The Obama administration decided not to appoint World Bank President Robert Zoellick to a second five-year term as the bank chief Wednesday announced his June departure.
Mr. Zoellick, a U.S. citizen appointed by the White House under a Republican president, ran the Bretton Woods institution during one of the most volatile economic times in modern history.
Although technically, the bank’s global membership selects a new leader, Washington appoints its choice under the unwritten rules established since the U.S. helped to found the institution in the wake of the second World War.
The Obama administration hasn’t yet made public a decision on Mr. Zoellick’s successor, but Under Secretary Lael Brainard is heading the search committee. Ms. Brainard, former Treasury Secretary Lawrence Summers and Secretary of State Hilary Clinton are among the names mentioned in press reports as possible appointments.
During Mr. Zoellick’s tenure, the global political architecture has experienced a shift of unprecedented power toward emerging economies, a dynamic fueled by the 2008 financial crisis and Europe’s sovereign-debt woes. China, India and Brazil, for example, are now major drivers of global growth and have secured stronger political positions in the international arena, particularly through the creation of the Group of 20 industrialized and developing nations.
“The Bank has recognized that we live in a world of multiple poles of growth where traditional concepts of the ‘Third World’ are now outdated and where developing countries have a key role to play as growth drivers and responsible stakeholders,” Mr. Zoellick said in a statement.
“At the same time, we’ve scaled up our support to poor people, countries, and communities and shown that the bank can be an indispensable innovator, catalyst, and driver of a modernized multilateralism,” he said.

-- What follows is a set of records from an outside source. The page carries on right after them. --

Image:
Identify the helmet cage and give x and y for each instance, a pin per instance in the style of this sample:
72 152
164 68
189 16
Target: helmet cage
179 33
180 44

Mr. Zoellick presided over the first capital increase at the bank in more than two decades while it provided a record $247 billion for infrastructure projects, the private sector, agriculture, trade finance, education, health and social safety nets throughout the developing world.
The Obama administration also decided against another term for Republican appointee, John Lipsky, who last year stepped down as the deputy managing director of the International Monetary Fund. Instead, the White House appointed senior economic adviser David Lipton to the IMF’s no. 2 post.